You might want to change to a different kind of bird. I did a quick Wikipedia search and apparently sparrows generally live in open habitats, so they wouldn’t be found in forests.
Quote:
It seemed to calm you, with everything so soundless, yet wonderfully orchestrated.
You switched from present tense to past tense here. Change ‘seemed’ to ‘seem’. Or, I would actually do away with the word altogether, because ‘seem’ is such a vague word.
Quote:
You reach a small clearing where the sun soaks the ferns and the wings of small insects glitter with the sun’s rays.
I’m a little confused about the weather change. It was raining previously, so when did the sun come out? Try and mention, perhaps, the sun breaking out between the clouds.
Quote:
A dragonfly-- no, a damselfly, small and delicate, flitters in front of you to catch up with the others sitting on the sign posted among the bushes.
Use an em dash (—) instead of two dashes put together. Instead of ‘the others’, try and use another descriptor. For example: ‘...flitters in front of you to catch up with its fellow members sitting upon the sign posted in the bushes.’
Quote:
The sign read “Damselfly Wings - Art and Lore”, with an additional “Deals!” sprawled on the bottom.
You’ve switched tense from present to past again. Change ‘read’ to ‘reads’.
Quote:
You curiously walk into the doorless entrance, looking around at the art that hung on the walls and the countless scrolls on shelves.
Try and change up the sentence structure a bit, just to add a little more interest. You can’t technically walk ‘into’ an entrance as well, so change it to ‘through the entrance’.

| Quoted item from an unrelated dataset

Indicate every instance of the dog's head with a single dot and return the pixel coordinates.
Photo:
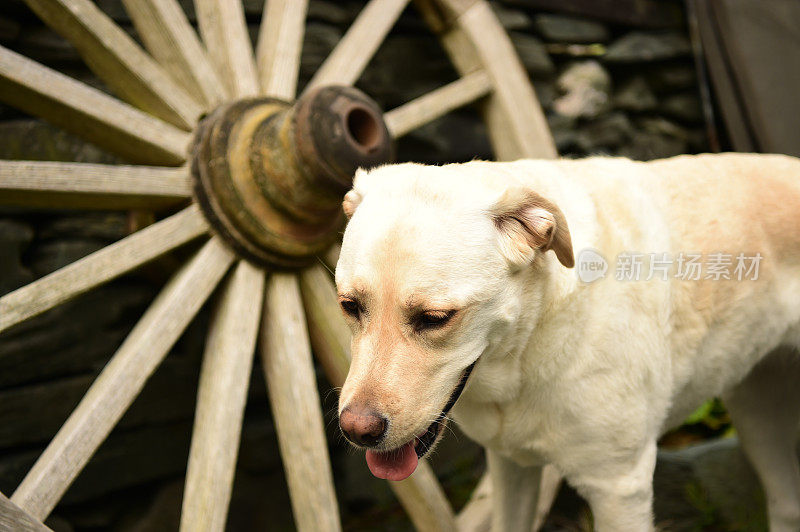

All together, it might look like: ‘Curious, you walk through the doorless entrance to look at the art hung all over the walls...’
Also, just before this sentence, you might want to add a little sentence about the exterior of the store itself. You only mention a sign, and then immediately afterwards the character is walking through a door.
Quote:
A Spiral flies in after her and sits on the desk and starts rummaging through her stuff for a treat.
Too many ‘ands’. The part about the spiral sitting on the desk is unnecessary so you can just cut the middle part right out.
As well, you don’t need to capitalize the word ‘spiral’. Think of it as an animal name. If you were writing about tigers, you wouldn’t capitalize the word tiger in a sentence.
Quote:
The spiral lifts up it's little cookie triumphantly and eats it right down with a satisfactory smile.
Try: ‘...it’s little cookie triumphantly and downs it with a satisfactory smile.’
Quote:
A boy quite taller than Kes stumbles in, obviously missing his cue yet not wanting to miss his part.
Should be: ‘quite a bit taller’
Quote:
A Skydancer pokes its head through the door he came through and snapped at the the pencil in his hand, and Celadon consequently drops it and scowls at the Skydancer before stroking it's head.
Same thing as above. No need to capitalize skydancer.
You changed tenses again from present to past. ‘Snapped’ should be ‘snaps’.
The sentence runs a little long. You can probably cut it in half when Celadon drops the pencil.
I’m also not sure if you should be using Celadon’s name before he’s introduced himself, but of course, that’s up to your discretion!
Quote:
“Kes’ business partner of sorts,” he says picking up his fallen pencil and continues to pet the curious dragon's head.
Two ways to fix this. ‘...picking up his fallen pencil and continuing to pet...’ or ‘...picking up his fallen pencil as he continues to pet...’
Quote:
“So I also run this shop,” he says with a slight pout at Kes for not being mentioned before, “and I draw human OCs and humanoids with paper pencil as well. I also write bios and lore as well.”
Do you mean ‘paper and pencil’?
Quote:
They stand in silence for a second both thinking of what they could have missed.
Comma after ‘second’
Quote:
Um… For all services we need details and specifics depending on what you would like.
No need to capitalize after an ellipse.